Saturday, May 9, 2015

UPDATE: Tutankhamun, The Great Pyramid, Stephen Hawking, Muhammad Ali... is IRONY THE SHADOW LAW of the universe?

Tutankhamun... he was a minor, once-forgotten king, buried in a minor tomb, and yet ironically he has become the most famous of them all. Irony...

A mind that could grapple with the universe
I watched the movie 'The Theory of Everything' and as I listened to Stephen Hawking’s theories on the universe, spoken with the droll asperity of his speech synthesizer, I couldn’t help but feel a sense of dismay, even anger...

Anger at?

The universe, God, something.

Maybe the unified theory of everything is not to be found in cosmology or physics. Or religion.

Maybe it’s IRONY.

Semantics. Figures of speech, rather than numbers in mathematics. Philosophy rather than physics.

What perverse force takes hold of a man like Stephen Hawking, who could grapple with the universe and crushes him down to a brilliant point of singularity in a motorized wheelchair? Or takes an actor like Christopher Reeve who played Superman - a character able to leap tall buildings in a single bound - and renders him paralysed in a wheelchair?

Who could float like a butterfly...
What made a Muhammad Ali, who danced like a butterfly and stung like a bee, become a shaking victim of Parkinsons?

Neat and deft, Marty McFly

And what force did the same thing to a neat and deft young Michael J. Fox - Marty McFly, of 'Back to the Future'?

From creating sublime music - to deafness

How is it that a sublime composer like Beethoven went deaf?

Khufu, a pathetic little image in ivory of the Great Pyramid pharaoh

How is it that the Egyptian Pharaoh Khufu, builder of the greatest stone structure on earth, the Great Pyramid, has left behind only one image, a minute ivory statue 7.5 cms high? 

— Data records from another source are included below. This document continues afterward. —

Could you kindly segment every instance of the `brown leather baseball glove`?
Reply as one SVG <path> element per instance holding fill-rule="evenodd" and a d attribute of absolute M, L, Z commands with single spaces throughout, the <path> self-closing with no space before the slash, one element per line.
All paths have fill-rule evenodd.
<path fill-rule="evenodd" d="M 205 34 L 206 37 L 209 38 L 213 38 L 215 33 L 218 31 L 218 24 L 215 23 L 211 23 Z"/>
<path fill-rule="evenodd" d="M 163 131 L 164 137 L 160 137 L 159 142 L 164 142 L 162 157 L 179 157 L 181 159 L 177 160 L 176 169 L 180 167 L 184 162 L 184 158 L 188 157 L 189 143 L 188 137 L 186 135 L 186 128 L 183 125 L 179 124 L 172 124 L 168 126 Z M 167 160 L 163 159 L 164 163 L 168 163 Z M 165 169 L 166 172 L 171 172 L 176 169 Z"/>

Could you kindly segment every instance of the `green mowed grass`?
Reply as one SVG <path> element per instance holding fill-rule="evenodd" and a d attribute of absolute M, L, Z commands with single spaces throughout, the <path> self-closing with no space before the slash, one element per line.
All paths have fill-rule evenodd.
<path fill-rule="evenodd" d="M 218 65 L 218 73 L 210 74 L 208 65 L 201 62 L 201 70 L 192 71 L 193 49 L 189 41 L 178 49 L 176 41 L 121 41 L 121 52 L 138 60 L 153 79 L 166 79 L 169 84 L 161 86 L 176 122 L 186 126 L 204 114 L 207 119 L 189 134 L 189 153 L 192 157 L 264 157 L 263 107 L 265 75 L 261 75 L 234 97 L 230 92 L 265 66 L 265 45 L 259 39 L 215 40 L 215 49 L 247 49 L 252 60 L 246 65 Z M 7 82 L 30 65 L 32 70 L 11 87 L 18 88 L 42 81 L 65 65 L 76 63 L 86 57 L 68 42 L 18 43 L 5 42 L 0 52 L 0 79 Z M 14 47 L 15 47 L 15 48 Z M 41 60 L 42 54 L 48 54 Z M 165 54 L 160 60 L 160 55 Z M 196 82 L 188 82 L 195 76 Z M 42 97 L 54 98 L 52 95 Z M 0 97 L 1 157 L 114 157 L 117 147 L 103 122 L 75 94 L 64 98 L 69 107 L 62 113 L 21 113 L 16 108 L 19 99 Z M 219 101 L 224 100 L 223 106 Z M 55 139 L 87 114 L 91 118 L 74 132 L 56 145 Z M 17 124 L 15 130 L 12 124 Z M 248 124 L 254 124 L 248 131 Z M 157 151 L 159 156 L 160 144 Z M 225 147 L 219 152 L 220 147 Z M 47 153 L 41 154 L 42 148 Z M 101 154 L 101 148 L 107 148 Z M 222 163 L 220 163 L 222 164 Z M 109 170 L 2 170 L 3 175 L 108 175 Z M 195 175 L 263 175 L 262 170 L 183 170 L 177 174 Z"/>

The greatest irony of all?

And for believers, how is it that a loving saviour had to die cruelly and ignominiously on a cross?

Then there's the final irony of you and me; how is it that we are specks of sentience in an infinity beyond comprehension?

And so it goes…

It makes me wonder if irony is a shadow law that turns the universe, a hidden law behind all laws.

Images, Wikipedia
Footnote: There are plenty of other examples of ironies of fate in human lives. 1. Franz Kafka - a writer known for his dark and surreal stories, burned most of his own work before his death, not knowing that it would become some of the most influential literature of the 20th century. 2. James Dean - an actor who became an icon of teenage rebellion and youth culture, died in a car accident at the age of 24, just a few months before the release of his most famous film, "Rebel Without a Cause." 3. Alexander Graham Bell - the inventor of the telephone, spent much of his later life working to improve communication for the deaf, a cause he was deeply passionate about, and eventually became deaf himself. 4. Anne Frank - a young girl who wrote a diary while hiding from the Nazis during World War II, died in a concentration camp just a few months before the end of the war, but her diary went on to become one of the most widely read books in the world. 5. Nikola Tesla - a brilliant inventor and engineer who developed many of the technologies that power our modern world, died alone and impoverished, largely forgotten by the world he helped to shape. 6. Marie Curie - a pioneer in the field of radioactivity, who eventually died from exposure to the very thing she studied. 7. Ernest Hemingway - a renowned writer who took his own life, despite having written extensively on the importance of living courageously. 8. Vincent Van Gogh - a brilliant artist who struggled to sell a single painting in his lifetime, but after his death, his paintings became some of the most valuable in the world. What examples of irony have you noticed in your life?